After being defeated in the Battle of Cer in August 1914, the Austro-Hungarian army retreated over the Drina river back into Bosnia and Syrmia. Under pressure from its allies, Serbia conducted a limited offensive across the Sava river into the Austro-Hungarian region of Syrmia. Meanwhile, the Timok First Division of the Serbian Second Army suffered a heavy defeat in a diversionary crossing, suffering around 6,000 casualties while inflicting only 2,000.
With most of his forces in Bosnia, general Oskar Potiorek decided that the best way to stop the Serbian offensive was to launch another invasion into Serbia to force the Serbs to recall their troops to defend their much smaller homeland.
September 7 brought a renewed Austro-Hungarian attack from the west, across the river Drina, this time with both the Fifth Army in Mačva and the Sixth Army further south.
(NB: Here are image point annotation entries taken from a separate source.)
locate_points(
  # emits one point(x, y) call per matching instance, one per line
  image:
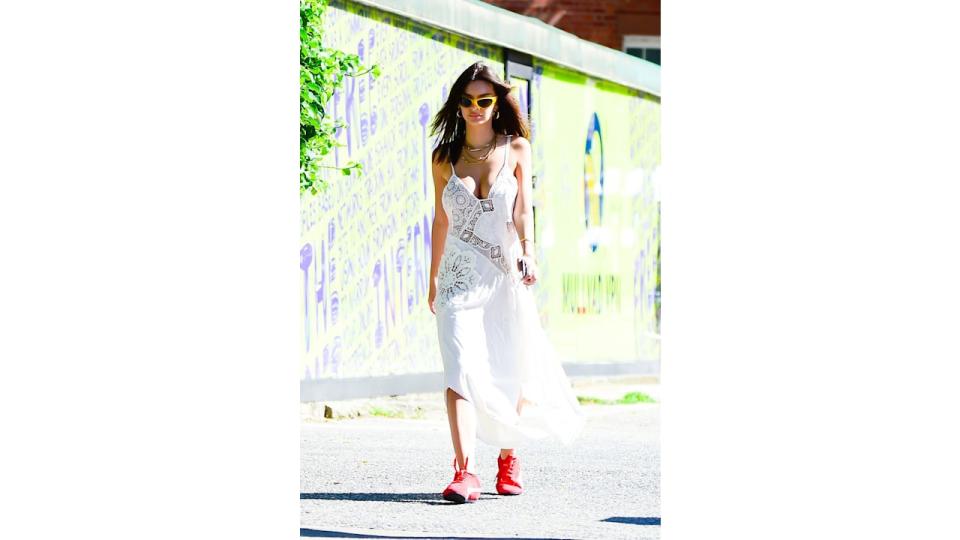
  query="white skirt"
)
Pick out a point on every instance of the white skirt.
point(494, 352)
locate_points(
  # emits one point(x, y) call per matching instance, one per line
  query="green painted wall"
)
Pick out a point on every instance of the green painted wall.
point(366, 241)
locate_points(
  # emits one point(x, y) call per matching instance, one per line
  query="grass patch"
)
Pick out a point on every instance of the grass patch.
point(627, 399)
point(415, 414)
point(377, 411)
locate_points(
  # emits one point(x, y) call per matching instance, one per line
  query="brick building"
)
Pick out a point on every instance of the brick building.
point(632, 26)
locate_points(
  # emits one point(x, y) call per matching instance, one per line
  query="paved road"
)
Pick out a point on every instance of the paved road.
point(382, 478)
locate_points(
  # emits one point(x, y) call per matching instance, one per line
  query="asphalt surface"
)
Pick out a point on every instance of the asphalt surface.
point(376, 477)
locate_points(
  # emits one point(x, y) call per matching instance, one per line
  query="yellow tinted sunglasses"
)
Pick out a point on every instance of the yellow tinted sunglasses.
point(482, 102)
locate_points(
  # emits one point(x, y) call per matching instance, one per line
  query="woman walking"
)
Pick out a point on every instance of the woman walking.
point(503, 381)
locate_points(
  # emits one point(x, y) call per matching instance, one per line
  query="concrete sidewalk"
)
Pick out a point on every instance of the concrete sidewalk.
point(380, 477)
point(432, 406)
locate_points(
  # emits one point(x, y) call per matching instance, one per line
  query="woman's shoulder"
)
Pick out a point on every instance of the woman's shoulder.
point(519, 142)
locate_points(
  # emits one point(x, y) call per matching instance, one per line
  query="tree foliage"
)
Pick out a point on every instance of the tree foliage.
point(322, 71)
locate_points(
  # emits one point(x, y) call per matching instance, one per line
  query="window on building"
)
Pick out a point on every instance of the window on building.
point(646, 47)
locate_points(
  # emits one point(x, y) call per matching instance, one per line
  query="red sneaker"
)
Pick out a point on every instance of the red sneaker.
point(465, 486)
point(508, 478)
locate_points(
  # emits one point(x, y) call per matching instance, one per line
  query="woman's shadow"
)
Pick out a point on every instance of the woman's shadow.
point(422, 498)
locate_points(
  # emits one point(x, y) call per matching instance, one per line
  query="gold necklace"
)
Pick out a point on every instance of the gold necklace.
point(484, 146)
point(467, 157)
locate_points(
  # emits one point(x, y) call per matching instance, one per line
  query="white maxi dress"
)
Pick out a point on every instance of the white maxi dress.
point(493, 346)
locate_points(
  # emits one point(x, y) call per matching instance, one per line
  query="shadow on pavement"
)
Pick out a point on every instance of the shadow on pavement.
point(422, 498)
point(634, 521)
point(315, 533)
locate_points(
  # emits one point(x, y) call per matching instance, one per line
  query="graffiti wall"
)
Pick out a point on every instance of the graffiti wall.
point(365, 255)
point(596, 149)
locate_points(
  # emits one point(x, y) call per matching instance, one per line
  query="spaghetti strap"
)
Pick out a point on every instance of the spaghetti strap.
point(506, 155)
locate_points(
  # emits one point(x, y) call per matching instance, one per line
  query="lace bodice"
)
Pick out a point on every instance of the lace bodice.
point(486, 225)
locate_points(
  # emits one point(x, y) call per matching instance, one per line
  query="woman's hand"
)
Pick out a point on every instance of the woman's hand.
point(432, 296)
point(531, 276)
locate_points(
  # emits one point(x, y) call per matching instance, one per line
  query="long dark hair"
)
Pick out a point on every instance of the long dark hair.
point(453, 129)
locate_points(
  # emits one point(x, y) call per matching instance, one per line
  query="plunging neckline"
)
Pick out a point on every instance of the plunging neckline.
point(468, 190)
point(503, 167)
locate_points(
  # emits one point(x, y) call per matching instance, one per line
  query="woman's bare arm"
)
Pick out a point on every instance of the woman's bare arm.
point(523, 210)
point(438, 233)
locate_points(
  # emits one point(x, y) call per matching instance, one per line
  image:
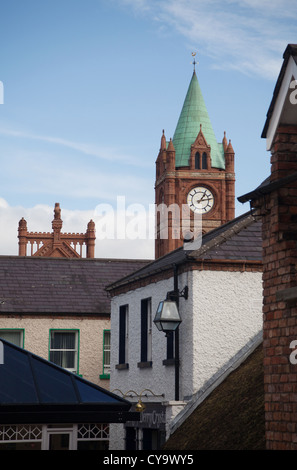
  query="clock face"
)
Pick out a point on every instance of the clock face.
point(200, 199)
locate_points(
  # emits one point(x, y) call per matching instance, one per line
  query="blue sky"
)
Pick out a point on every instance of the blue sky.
point(89, 86)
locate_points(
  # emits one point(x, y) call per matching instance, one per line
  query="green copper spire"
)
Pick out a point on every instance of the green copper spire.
point(193, 114)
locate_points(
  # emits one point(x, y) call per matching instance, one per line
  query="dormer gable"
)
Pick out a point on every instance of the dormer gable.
point(200, 158)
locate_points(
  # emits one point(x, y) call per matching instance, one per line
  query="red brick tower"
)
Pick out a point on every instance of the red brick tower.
point(56, 244)
point(194, 174)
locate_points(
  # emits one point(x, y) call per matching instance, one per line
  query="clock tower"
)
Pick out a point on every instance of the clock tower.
point(194, 175)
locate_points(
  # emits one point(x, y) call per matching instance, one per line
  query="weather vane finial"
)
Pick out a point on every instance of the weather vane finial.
point(194, 62)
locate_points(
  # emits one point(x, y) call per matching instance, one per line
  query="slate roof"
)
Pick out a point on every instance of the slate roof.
point(239, 239)
point(59, 285)
point(194, 114)
point(232, 417)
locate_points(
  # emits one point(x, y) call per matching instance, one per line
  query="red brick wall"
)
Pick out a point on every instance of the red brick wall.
point(279, 211)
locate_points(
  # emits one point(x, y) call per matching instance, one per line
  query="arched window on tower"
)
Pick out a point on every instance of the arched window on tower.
point(204, 161)
point(197, 161)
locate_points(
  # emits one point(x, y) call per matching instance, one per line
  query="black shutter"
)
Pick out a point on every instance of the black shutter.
point(122, 335)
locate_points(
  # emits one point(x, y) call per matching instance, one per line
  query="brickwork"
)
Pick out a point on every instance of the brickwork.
point(173, 185)
point(279, 216)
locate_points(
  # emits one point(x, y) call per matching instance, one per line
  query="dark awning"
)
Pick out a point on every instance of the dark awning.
point(33, 390)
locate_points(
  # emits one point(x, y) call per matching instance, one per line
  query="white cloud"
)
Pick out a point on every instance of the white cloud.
point(104, 153)
point(244, 35)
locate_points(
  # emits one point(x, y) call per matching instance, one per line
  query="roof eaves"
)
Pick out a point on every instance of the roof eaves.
point(267, 188)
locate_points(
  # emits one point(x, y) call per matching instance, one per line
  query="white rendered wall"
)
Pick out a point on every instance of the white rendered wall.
point(158, 378)
point(222, 314)
point(227, 314)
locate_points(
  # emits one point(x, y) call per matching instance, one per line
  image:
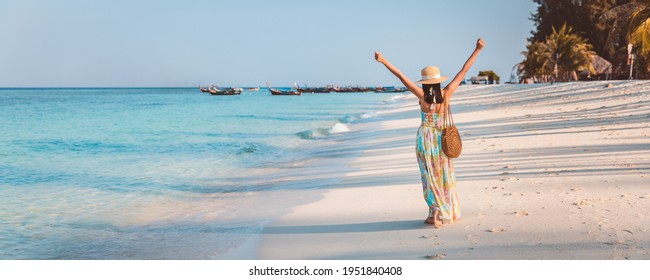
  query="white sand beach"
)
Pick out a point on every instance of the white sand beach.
point(556, 171)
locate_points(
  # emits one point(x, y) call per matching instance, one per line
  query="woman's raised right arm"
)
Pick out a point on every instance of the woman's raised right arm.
point(412, 87)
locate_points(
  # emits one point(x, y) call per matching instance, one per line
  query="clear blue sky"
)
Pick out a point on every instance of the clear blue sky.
point(241, 43)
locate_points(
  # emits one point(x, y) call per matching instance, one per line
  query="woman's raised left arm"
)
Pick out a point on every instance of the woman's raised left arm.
point(451, 87)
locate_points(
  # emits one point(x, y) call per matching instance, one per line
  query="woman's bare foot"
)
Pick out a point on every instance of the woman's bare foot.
point(435, 220)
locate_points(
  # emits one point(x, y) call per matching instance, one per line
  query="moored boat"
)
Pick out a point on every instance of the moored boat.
point(282, 92)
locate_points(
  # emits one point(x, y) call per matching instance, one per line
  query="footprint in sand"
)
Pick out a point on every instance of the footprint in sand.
point(438, 256)
point(520, 213)
point(428, 236)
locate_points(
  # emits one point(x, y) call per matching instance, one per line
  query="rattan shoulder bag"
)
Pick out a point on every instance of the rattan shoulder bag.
point(451, 143)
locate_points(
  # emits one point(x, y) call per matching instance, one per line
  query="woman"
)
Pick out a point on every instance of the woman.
point(436, 169)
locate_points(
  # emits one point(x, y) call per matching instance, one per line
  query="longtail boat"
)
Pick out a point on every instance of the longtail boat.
point(282, 92)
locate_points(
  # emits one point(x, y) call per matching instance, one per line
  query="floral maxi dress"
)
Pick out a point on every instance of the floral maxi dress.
point(436, 169)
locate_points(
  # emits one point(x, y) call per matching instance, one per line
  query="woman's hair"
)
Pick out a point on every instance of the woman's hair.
point(431, 90)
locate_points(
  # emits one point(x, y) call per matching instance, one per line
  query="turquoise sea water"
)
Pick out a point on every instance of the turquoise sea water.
point(153, 173)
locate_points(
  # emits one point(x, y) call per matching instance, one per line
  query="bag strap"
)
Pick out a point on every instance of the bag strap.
point(449, 118)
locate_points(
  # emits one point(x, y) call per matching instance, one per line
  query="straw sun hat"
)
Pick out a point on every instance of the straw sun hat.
point(431, 75)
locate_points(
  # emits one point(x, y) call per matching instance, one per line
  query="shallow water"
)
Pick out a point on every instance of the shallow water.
point(154, 173)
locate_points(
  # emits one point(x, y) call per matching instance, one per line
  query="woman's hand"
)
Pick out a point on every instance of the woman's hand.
point(379, 57)
point(480, 44)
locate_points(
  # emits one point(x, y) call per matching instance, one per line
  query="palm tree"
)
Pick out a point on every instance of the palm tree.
point(537, 62)
point(561, 55)
point(623, 20)
point(638, 30)
point(629, 23)
point(571, 52)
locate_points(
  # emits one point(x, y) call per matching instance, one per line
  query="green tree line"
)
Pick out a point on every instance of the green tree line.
point(569, 32)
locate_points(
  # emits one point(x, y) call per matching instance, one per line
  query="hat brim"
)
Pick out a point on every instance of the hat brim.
point(432, 81)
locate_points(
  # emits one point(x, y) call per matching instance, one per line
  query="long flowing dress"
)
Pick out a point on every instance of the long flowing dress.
point(436, 169)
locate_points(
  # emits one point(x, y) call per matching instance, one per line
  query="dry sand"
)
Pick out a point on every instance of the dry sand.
point(556, 171)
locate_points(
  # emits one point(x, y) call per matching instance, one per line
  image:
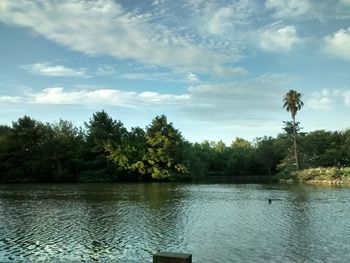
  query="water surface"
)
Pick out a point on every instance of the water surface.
point(214, 222)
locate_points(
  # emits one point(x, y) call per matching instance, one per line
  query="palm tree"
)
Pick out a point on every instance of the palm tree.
point(293, 103)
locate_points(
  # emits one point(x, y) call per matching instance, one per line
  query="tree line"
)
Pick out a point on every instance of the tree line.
point(105, 151)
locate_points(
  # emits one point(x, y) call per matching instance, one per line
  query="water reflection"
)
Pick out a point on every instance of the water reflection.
point(130, 222)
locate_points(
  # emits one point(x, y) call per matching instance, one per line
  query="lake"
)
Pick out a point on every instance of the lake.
point(213, 222)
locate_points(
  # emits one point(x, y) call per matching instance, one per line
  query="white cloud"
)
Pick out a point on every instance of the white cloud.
point(47, 69)
point(280, 39)
point(103, 27)
point(345, 2)
point(243, 101)
point(346, 97)
point(338, 44)
point(192, 77)
point(106, 70)
point(220, 21)
point(288, 8)
point(9, 99)
point(321, 100)
point(111, 97)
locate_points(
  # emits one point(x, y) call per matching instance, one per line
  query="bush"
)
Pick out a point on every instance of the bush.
point(329, 173)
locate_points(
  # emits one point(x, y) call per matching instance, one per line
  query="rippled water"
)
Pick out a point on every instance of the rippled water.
point(214, 222)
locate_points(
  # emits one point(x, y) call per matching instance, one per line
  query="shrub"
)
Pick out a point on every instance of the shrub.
point(318, 174)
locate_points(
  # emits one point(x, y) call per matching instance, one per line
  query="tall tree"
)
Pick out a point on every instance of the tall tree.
point(293, 103)
point(164, 158)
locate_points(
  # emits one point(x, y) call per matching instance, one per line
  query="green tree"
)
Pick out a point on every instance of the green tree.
point(240, 158)
point(293, 103)
point(102, 130)
point(164, 158)
point(128, 155)
point(67, 155)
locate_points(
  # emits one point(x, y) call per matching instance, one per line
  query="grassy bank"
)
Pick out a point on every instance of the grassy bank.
point(329, 175)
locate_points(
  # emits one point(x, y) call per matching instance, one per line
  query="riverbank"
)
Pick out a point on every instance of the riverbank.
point(321, 176)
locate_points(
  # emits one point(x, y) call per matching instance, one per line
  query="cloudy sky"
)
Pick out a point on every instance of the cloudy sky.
point(217, 68)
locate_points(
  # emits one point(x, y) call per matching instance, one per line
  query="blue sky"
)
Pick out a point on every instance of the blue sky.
point(217, 68)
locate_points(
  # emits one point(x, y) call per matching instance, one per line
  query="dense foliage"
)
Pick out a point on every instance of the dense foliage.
point(104, 151)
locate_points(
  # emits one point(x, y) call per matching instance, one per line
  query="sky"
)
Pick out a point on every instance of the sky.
point(218, 69)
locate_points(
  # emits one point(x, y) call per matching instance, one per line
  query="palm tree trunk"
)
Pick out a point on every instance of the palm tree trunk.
point(295, 144)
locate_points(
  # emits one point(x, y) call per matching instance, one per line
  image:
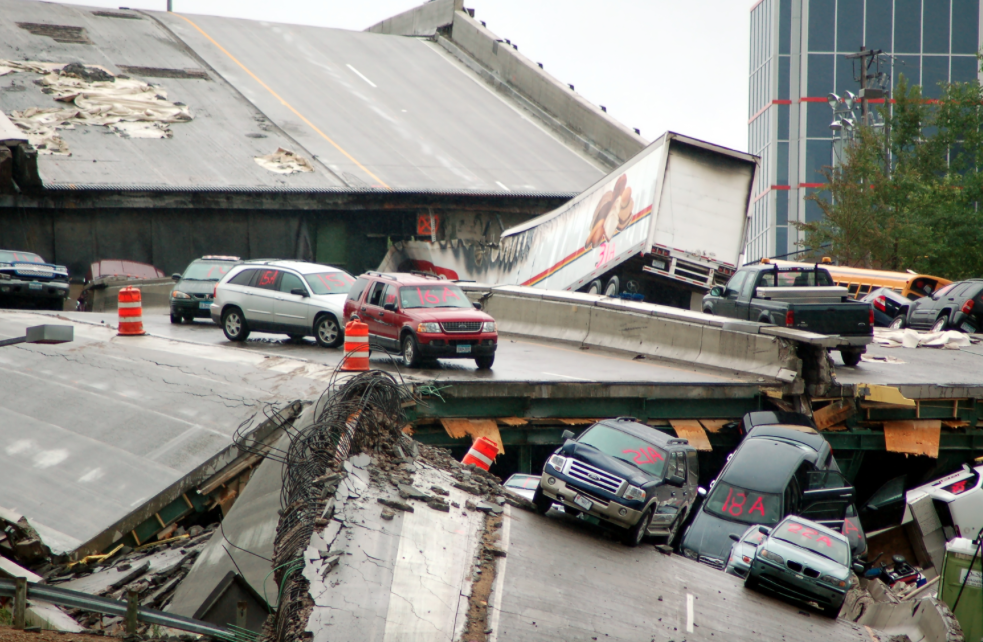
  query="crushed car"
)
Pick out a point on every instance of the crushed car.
point(27, 280)
point(626, 474)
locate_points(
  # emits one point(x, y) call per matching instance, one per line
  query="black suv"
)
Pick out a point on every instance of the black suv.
point(958, 306)
point(625, 473)
point(25, 279)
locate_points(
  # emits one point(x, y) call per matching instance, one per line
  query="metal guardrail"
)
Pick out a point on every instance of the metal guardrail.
point(79, 600)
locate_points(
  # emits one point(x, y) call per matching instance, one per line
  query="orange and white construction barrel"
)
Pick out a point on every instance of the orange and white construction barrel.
point(356, 347)
point(130, 306)
point(482, 454)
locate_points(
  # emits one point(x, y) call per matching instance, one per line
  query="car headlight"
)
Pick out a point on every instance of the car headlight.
point(557, 462)
point(634, 493)
point(771, 557)
point(835, 581)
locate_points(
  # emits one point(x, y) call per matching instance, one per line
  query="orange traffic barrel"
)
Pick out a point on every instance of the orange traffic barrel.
point(130, 312)
point(356, 347)
point(482, 454)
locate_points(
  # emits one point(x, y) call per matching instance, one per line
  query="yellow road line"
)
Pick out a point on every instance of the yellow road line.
point(282, 101)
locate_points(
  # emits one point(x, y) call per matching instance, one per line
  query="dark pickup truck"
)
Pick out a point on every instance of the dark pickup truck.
point(796, 297)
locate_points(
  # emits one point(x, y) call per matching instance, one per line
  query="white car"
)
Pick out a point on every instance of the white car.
point(290, 297)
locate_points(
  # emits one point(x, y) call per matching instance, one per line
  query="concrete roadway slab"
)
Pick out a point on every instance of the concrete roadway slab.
point(517, 360)
point(89, 430)
point(564, 581)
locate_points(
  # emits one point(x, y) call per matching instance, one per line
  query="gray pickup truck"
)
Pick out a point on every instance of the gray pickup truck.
point(796, 297)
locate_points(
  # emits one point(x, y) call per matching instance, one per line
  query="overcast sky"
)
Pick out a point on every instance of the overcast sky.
point(655, 64)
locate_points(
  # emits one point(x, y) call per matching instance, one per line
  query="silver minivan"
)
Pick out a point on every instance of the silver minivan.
point(295, 298)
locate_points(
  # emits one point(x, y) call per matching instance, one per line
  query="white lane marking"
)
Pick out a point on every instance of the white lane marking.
point(359, 74)
point(689, 612)
point(499, 586)
point(553, 374)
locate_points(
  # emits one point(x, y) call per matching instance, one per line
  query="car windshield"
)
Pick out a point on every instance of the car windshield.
point(7, 256)
point(337, 282)
point(746, 506)
point(809, 538)
point(621, 445)
point(207, 270)
point(438, 295)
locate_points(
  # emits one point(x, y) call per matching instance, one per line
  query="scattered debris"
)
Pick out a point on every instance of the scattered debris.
point(284, 161)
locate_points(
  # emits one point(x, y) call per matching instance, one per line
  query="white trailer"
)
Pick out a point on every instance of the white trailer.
point(664, 227)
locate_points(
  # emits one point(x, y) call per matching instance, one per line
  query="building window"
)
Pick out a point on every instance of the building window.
point(821, 74)
point(907, 26)
point(935, 34)
point(822, 18)
point(849, 25)
point(935, 69)
point(964, 69)
point(880, 14)
point(965, 27)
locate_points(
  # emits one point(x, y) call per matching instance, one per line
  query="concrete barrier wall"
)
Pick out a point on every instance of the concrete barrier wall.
point(154, 293)
point(424, 20)
point(556, 98)
point(642, 328)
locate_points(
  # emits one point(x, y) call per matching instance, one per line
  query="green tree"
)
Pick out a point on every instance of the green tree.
point(924, 214)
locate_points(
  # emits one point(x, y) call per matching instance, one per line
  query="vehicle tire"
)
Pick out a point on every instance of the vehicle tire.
point(613, 287)
point(485, 363)
point(541, 501)
point(852, 356)
point(234, 325)
point(636, 534)
point(327, 332)
point(411, 352)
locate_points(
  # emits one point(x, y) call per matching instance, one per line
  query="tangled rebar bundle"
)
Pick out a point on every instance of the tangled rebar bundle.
point(356, 413)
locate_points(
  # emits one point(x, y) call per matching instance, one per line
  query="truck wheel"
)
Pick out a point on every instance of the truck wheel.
point(542, 502)
point(613, 287)
point(852, 356)
point(633, 536)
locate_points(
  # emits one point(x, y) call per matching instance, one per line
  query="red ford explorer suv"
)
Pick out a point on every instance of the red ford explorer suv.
point(422, 317)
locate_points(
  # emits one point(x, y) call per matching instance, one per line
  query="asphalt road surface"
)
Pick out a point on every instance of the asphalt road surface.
point(565, 579)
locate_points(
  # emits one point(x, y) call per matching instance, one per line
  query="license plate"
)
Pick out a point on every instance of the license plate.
point(583, 502)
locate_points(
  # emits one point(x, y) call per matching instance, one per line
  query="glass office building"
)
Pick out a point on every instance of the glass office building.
point(797, 59)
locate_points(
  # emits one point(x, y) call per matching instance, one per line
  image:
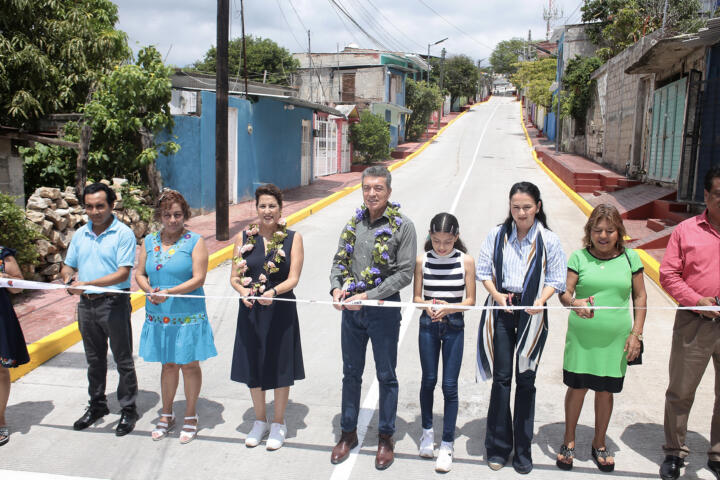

The initial attack by the Fifth Army was repelled by the Serbian Second Army, with 4,000 Austro-Hungarian casualties, but the stronger Sixth Army managed to surprise the Serbian Third Army and gained a foothold into Serbian territory. After some units from the Serbian Second Army were sent to bolster the Third, the Austro-Hungarian Fifth Army also managed to establish a bridgehead with a renewed attack. At that time, Field Marshal Radomir Putnik withdrew the First Army from Syrmia (against much popular opposition) and used it to deliver a fierce counterattack against the Sixth Army that initially went well, but finally bogged down in a bloody four-day fight for a peak of the Jagodnja mountain called Mačkov Kamen, in which both sides suffered horrendous losses in successive frontal attacks and counterattacks. Two Serbian divisions lost around 11,000 men, while Austro-Hungarian losses were probably comparable.